Summary: Act I, scene ii

In another part of Athens, far from Theseus’s palace, a group of common laborers meets at the house of Peter Quince to rehearse a play that the men hope to perform for the grand celebration preceding the wedding of Theseus and Hippolyta. Quince, a carpenter, tries to conduct the meeting, but the talkative weaver Nick Bottom continually interrupts him with advice and direction. Quince tells the group what play they are to perform: The Most Lamentable Comedy and Most Cruel Death of Pyramus and Thisbe, which tells the story of two lovers, separated by their parents’ feud, who speak to each other at night through a hole in a wall. In the play, a lion surprises Thisbe one night and tatters her mantle before she escapes. When Pyramus finds the shredded garment, he assumes that the lion has killed Thisbe; stricken with grief, he commits suicide. When Thisbe finds Pyramus’s bloody corpse, she too commits suicide. Quince assigns their parts: Bottom is to play Pyramus; Francis Flute, Thisbe; Robin Starveling, Thisbe’s mother; Tom Snout, Pyramus’s father; Quince himself, Thisbe’s father; and Snug, the lion.

As Quince doles out the parts, Bottom often interrupts, announcing that he should be the one to play the assigned part. He says that his ability to speak in a woman’s voice would make him a wonderful Thisbe and that his ability to roar would make him a wonderful lion. Quince eventually convinces him that Pyramus is the part for him, by virtue of the fact that Pyramus is supposed to be very handsome. Snug worries that he will be unable to learn the lion’s part, but Quince reassures him that it will be very easy to learn, since the lion speaks no words and only growls and roars. This worries the craftsmen, who reason that if the lion frightens any of the noble ladies in the audience, they will all be executed; since they are only common laborers, they do not want to risk upsetting powerful people. Bottom says that he could roar as sweetly as a nightingale so as not to frighten anyone, but Quince again convinces him that he can only play Pyramus. The group disperses, agreeing to meet in the woods the following night to rehearse their play.

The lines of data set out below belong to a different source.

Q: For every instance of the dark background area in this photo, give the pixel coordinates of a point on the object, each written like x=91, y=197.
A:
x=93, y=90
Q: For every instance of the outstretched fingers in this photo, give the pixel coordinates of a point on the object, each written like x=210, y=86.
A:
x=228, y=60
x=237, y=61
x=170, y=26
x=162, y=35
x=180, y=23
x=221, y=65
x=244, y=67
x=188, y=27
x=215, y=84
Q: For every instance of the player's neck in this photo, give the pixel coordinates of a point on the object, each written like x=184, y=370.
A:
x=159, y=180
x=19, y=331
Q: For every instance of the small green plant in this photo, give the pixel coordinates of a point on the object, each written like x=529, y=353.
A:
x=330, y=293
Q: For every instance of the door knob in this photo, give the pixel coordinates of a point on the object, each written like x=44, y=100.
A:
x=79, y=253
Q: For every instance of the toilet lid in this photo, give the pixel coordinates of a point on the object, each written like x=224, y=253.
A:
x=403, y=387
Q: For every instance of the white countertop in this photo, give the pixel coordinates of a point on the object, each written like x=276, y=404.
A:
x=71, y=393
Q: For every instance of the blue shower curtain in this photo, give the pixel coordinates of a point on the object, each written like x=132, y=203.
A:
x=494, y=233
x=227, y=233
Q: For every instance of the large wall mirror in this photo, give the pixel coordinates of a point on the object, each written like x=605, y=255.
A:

Read a translation of Act I, scene ii

Analysis

The most important motif in A Midsummer Night’s Dream, and one of the most important literary techniques Shakespeare uses throughout the play, is that of contrast. The three main groups of characters are all vastly different from one another, and the styles, moods, and structures of their respective subplots also differ. It is by incorporating these contrasting realms into a single story that Shakespeare creates the play’s dreamlike atmosphere. Almost diametrically opposite the beautiful, serious, and love-struck young nobles are the clumsy, ridiculous, and deeply confused craftsmen, around whom many of the play’s most comical scenes are centered.

Read more about the concept of contrast as a motif.

Where the young lovers are graceful and well spoken—almost comically well suited to their roles as melodramatically passionate youths—the craftsmen often fumble their words and could not be less well suited for acting. This disjunction reveals itself as it becomes readily apparent that the craftsmen have no idea how to put on a dramatic production: their speeches are full of impossible ideas and mistakes (Bottom, for example, claims that he will roar “as gently / as any sucking dove”); their concerns about their parts are absurd (Flute does not want to play Thisbe because he is growing a beard); and their extended discussion about whether they will be executed if the lion’s roaring frightens the ladies further evidences the fact that their primary concern is with themselves, not their art (II.i.67–68).

Read more about the craftsmen’s plan to perform a play for the duke’s wedding.

The fact that the workmen have chosen to perform the Pyramus and Thisbe story, a Babylonian myth familiar to Shakespeare’s audiences from Ovid’s Metamorphoses, only heightens the comedy. The story of Pyramus and Thisbe is highly dramatic, with suicides and tragically wasted love (themes that Shakespeare takes up in Romeo and Juliet as well). Badly suited to their task and inexperienced, although endlessly well meaning, the craftsmen are sympathetic figures even when the audience laughs at them—a fact made explicit in Act V, when Theseus makes fun of their play even as he honors their effort. The contrast between the serious nature of the play and the bumbling foolishness of the craftsmen makes the endeavor all the more ridiculous. Further, the actors’ botched telling of the youthful love between Pyramus and Thisbe implicitly mocks the melodramatic love tangle of Hermia, Helena, Demetrius, and Lysander.